After going over the meaning line by line, I think there are two major ideas anyone should be aware of about this song. First, the song opens and ends with the line "Sunny came home." The first time it's sung, however, it's saying Sunny came home to a stereotypical, sexist place, the kitchen, to do some stereotypical thing like cooking or cleaning (in) her favorite room where she belongs. The final time you hear those words, at the very end, it signifies that Sunny came home to the real world where she was succeeding. That's where she belongs. That's where everyone, all groups/people discriminated against, belong. The whole song shows the passing of time and the progression of women/minorities in society; you can tell there's change by the opposite meanings of the same three words at the beginning and end. The second observation on the song is that of Sunny's name.

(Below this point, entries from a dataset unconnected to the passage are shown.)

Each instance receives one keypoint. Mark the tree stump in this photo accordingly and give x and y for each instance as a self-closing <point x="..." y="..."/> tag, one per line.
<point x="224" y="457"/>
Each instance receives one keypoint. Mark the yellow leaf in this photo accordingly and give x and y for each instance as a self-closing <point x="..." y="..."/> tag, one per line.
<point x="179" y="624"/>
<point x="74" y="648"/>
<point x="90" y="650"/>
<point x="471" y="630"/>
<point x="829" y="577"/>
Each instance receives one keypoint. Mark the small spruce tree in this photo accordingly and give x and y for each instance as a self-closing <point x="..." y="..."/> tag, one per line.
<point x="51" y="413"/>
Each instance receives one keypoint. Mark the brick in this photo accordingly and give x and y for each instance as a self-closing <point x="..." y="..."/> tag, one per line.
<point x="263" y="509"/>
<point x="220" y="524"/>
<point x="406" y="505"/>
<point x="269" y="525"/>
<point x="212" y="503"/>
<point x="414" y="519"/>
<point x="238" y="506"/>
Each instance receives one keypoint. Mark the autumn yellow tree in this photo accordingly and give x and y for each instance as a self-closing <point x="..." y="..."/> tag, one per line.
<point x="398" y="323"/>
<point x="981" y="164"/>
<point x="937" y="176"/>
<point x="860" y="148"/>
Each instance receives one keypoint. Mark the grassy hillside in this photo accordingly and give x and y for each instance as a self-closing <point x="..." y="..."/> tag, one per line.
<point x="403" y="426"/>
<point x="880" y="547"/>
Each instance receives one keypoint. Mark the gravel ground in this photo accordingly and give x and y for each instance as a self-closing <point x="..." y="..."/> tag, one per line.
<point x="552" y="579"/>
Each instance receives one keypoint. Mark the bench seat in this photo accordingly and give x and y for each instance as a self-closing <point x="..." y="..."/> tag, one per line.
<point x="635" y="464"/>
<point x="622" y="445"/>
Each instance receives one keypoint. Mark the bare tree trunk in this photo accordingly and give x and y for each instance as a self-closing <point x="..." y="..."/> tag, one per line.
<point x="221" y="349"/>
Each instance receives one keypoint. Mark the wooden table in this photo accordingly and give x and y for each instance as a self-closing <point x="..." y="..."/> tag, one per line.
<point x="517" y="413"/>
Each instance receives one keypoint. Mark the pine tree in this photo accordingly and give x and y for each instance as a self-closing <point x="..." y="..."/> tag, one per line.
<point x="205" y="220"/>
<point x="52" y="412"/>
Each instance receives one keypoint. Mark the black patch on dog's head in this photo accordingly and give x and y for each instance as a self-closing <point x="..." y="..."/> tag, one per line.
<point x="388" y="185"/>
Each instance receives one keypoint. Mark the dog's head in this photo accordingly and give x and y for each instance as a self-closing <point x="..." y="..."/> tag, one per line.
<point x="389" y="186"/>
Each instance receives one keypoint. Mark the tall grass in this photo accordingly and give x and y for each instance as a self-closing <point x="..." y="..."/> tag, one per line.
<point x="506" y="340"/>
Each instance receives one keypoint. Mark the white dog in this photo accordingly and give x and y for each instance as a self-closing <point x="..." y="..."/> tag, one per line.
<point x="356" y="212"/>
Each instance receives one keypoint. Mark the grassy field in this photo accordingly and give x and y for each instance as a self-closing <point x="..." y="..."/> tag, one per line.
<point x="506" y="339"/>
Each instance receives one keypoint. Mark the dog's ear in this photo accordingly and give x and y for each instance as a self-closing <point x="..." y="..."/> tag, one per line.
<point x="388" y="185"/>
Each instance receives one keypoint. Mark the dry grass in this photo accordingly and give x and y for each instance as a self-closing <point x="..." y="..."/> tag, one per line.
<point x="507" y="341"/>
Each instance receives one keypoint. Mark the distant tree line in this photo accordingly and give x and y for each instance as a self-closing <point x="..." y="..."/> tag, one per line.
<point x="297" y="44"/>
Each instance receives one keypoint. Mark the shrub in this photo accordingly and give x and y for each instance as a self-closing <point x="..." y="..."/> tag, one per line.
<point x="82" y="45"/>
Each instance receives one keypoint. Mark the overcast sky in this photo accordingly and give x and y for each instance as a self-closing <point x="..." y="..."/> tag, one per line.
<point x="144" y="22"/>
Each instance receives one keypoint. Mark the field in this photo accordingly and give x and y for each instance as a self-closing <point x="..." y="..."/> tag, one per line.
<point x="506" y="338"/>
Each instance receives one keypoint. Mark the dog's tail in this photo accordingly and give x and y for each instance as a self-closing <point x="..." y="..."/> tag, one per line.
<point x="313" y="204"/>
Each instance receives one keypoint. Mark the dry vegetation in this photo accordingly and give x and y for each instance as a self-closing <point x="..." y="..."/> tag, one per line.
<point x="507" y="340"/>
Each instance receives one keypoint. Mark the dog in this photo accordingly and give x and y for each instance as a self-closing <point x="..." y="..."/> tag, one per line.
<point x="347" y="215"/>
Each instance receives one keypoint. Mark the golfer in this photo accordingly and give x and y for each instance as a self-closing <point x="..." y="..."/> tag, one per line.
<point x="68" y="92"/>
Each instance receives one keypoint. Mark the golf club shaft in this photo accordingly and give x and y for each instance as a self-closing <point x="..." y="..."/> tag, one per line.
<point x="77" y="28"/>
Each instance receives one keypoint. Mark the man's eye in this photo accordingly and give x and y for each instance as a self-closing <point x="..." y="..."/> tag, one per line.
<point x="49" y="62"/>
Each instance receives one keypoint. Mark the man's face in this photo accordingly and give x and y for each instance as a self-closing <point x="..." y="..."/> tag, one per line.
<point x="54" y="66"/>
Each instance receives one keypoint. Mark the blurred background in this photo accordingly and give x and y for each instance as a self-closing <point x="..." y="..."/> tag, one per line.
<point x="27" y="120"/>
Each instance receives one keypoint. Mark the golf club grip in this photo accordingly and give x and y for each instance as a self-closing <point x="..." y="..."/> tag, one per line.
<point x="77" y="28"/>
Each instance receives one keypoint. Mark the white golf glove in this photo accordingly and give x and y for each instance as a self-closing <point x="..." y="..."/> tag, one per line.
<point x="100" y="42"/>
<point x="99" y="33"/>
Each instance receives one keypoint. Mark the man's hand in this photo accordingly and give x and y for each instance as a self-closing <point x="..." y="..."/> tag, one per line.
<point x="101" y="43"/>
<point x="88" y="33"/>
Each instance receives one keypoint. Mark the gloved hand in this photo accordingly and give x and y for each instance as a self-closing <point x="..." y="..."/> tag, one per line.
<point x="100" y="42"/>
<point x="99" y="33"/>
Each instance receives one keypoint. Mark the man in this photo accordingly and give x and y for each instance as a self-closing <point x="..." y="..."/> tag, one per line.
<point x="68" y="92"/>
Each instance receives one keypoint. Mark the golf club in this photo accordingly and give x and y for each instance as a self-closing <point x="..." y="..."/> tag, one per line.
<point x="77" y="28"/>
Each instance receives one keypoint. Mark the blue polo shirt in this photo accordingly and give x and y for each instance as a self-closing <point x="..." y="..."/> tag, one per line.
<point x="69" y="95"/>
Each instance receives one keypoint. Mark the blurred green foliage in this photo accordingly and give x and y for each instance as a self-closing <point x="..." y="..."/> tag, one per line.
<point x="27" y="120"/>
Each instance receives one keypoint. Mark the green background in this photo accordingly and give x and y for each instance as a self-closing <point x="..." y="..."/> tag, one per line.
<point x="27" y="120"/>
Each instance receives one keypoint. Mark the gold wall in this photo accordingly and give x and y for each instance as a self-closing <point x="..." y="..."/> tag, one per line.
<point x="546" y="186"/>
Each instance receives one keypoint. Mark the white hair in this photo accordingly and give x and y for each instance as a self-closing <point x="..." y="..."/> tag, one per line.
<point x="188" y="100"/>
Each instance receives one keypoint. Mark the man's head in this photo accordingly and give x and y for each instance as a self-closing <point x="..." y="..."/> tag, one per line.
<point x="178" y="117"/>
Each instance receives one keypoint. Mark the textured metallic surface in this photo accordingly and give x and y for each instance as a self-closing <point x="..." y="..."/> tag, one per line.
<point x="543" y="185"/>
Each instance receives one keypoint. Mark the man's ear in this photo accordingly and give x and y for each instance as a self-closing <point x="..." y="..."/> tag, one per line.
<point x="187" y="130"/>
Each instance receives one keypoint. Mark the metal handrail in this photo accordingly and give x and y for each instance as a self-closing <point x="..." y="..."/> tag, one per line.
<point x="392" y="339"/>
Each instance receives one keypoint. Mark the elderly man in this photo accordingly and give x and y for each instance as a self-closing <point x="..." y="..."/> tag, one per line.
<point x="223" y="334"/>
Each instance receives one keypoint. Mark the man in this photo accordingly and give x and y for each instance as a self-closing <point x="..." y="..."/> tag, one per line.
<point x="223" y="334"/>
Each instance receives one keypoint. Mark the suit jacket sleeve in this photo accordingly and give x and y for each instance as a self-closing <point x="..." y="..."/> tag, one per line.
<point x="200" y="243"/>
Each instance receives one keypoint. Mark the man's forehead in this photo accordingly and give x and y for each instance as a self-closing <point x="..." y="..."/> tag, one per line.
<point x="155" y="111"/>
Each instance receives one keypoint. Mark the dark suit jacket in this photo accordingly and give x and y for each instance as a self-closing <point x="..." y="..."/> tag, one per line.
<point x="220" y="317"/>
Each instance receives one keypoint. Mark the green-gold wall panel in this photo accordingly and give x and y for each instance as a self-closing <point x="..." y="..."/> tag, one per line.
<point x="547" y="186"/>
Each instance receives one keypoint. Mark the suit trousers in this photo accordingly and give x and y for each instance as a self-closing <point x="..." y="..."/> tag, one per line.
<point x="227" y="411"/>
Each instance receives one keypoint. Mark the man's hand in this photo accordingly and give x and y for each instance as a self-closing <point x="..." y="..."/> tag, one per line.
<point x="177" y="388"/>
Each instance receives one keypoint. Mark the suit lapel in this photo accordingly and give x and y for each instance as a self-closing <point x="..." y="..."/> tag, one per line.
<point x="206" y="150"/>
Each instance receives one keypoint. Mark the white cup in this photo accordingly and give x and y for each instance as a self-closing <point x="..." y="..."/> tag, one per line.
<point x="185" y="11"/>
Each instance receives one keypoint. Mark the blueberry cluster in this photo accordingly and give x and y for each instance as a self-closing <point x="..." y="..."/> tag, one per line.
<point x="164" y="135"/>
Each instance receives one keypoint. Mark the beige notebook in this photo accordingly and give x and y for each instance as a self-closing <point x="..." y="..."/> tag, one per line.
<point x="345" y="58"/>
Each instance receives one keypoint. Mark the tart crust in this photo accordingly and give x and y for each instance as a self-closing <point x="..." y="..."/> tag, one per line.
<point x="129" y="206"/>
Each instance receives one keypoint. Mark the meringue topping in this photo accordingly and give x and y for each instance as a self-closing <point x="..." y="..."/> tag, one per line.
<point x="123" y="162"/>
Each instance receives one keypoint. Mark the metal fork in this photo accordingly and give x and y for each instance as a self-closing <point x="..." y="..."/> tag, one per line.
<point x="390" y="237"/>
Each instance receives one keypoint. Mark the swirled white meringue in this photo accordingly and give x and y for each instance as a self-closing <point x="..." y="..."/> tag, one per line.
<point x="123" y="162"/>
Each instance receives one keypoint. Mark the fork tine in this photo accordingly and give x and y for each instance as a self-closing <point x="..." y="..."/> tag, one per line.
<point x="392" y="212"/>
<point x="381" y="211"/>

I spell it with a "u" as the vowel. I think that's how it's supposed to be. That sounds like a nice, cheery girl's name of a happy woman. When you think of the sun, you think of happy summertime, etc. But it sounds like "Sonny," a term used when a wise person addresses a younger male. So the metaphorical character represents a male also. This is giving the idea of change and no discrimination to the discriminators/males, as well. The young people (a sonny-boy) are the ones that cause or change. Society needs to make children aware of bigotry, and its negative effects. Finally, on a side-note about the name, it obviously continues the image of fire, indicating fairness and equality also.